Frequently Asked Questions
Why did Tulsa County develop a FIMR?
Oklahoma's infant mortality rate was 25% higher than the national average. (OK= 8.5 vs US = 6.8 deaths per 1000 live births based on 2007 data).
Tulsa County's infant mortality rate has increased from 7.0 deaths per 1,000 live births in 2001 to 9.4 in 2007.
We lack adequate information about what local factors contribute to unacceptably high fetal and infant mortality in our own community.
TFIMR allows us to study these issues and propse ways to assure better infant health, as well as maternal health, for improved fetal development and birth outcomes. Our best resources are the present and future families in our community to develop appropriate strategies for better health.
How is FIMR unique?
The State of Oklahoma has several programs which study specific aspects of childhood mortality or collect similar data for surveillance or research purposes.
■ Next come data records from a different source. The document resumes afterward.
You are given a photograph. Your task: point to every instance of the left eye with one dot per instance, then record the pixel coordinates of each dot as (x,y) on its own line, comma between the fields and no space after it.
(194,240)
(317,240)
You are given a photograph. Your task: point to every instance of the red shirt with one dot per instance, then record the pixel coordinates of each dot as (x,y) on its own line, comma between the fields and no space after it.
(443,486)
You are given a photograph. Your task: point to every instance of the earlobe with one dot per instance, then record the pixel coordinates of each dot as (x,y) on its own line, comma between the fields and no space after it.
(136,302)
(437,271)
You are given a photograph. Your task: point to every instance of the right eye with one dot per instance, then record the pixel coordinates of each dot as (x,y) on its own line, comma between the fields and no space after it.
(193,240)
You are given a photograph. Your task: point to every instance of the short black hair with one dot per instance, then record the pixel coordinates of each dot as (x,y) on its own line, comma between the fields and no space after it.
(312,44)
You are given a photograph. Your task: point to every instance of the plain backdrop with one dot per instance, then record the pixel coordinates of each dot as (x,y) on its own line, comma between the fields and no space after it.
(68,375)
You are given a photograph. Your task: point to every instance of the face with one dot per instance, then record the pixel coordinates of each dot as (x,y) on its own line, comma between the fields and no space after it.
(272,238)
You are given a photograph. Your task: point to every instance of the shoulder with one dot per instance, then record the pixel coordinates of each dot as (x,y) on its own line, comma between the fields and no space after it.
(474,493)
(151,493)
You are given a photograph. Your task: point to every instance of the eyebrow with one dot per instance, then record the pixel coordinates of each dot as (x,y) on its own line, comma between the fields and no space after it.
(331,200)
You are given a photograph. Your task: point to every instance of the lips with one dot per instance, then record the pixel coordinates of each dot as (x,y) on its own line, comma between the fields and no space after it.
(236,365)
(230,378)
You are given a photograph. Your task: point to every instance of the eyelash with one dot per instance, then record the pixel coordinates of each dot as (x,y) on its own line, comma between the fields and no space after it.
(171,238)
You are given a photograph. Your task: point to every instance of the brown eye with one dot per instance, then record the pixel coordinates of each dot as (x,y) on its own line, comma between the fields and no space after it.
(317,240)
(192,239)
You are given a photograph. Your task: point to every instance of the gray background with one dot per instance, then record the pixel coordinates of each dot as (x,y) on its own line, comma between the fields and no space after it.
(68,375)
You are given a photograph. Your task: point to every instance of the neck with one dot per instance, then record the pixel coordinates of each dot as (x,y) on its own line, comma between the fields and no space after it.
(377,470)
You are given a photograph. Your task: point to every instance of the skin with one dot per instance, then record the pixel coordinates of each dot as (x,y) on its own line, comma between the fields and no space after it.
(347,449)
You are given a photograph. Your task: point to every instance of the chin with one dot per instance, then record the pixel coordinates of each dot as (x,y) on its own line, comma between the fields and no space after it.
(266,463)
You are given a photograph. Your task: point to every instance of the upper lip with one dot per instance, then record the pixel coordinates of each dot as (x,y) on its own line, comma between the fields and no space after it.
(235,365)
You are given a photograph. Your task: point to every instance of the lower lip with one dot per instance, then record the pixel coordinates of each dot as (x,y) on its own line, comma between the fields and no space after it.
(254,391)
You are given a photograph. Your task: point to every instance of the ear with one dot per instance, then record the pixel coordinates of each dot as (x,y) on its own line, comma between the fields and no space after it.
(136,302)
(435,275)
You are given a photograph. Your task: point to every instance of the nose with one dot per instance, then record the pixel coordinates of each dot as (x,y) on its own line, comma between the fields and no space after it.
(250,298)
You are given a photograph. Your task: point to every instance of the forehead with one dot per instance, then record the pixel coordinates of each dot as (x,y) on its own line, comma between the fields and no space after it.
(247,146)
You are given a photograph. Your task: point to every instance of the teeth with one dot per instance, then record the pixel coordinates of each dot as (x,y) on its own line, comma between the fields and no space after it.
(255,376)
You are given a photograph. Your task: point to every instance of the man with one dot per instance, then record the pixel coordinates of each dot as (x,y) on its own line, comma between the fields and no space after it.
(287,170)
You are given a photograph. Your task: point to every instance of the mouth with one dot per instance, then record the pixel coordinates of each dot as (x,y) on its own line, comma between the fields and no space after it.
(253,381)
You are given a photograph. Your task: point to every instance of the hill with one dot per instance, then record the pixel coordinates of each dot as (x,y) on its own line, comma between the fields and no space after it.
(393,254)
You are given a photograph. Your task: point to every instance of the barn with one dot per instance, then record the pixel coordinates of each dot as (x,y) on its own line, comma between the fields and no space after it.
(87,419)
TFIMR does not attmept to discover fault or assign blame, nor does it conduct original research. TFIMR complements other ongoing efforts in Oklahoma, including:
- The Sudden Infant Death Syndrome Program (SIDS)
- The Pregnancy Risk Assessment Monitoring System (PRAMS)
- The Birth Defects Registry
- The Injury Control Program
- The Child Death Review Board
We take a different approach.
TFIMR gathers a unique blend of social, community, and medical information which is not available through any one of these other efforts. Broad-based information is essential for evaluating how well local service delivery systems and community resources serve our women, children, and families.
How does TFIMR work?
Two teams, the Case Review Team and the Community Action Team, work collaboratively in the TFIMR process.
The Case Review Team (CRT): Examine individual, confidential, and anonymous cases by reviewing information collected from a variety of sources. These sources include physician and hospital records, parent interviews, and other relevant documents. The CRT then identifies barriers to care and trends in service delivery and suggests ideas to improve the policies that affect families.
The Community Action Team (CAT): Translates the Case Review Team recommendations into action appropriate for the community and participates in implementing interventions designed to address the identified problems. With the support and cooperation of medical, social service, and other community agencies, TFIMR can make a positive difference.
Why is TFIMR important to me?
Every citizen has a role to play. Community decision-makers help shape positive opinions of the TFIMR program by increasing public awareness.
Health providers and administrators pave the way for expedient and efficient data collection.
Medical Records personnel assist the TFIMR staff in accessing data.
Community agencies participate in the strategy development and implementation of community action plans.
Individuals committed to TFIMR goals may be asked to serve on one of the TFIMR teams.
Families who have experienced the death of a young child provide critical input needed to improve the community system of care and services.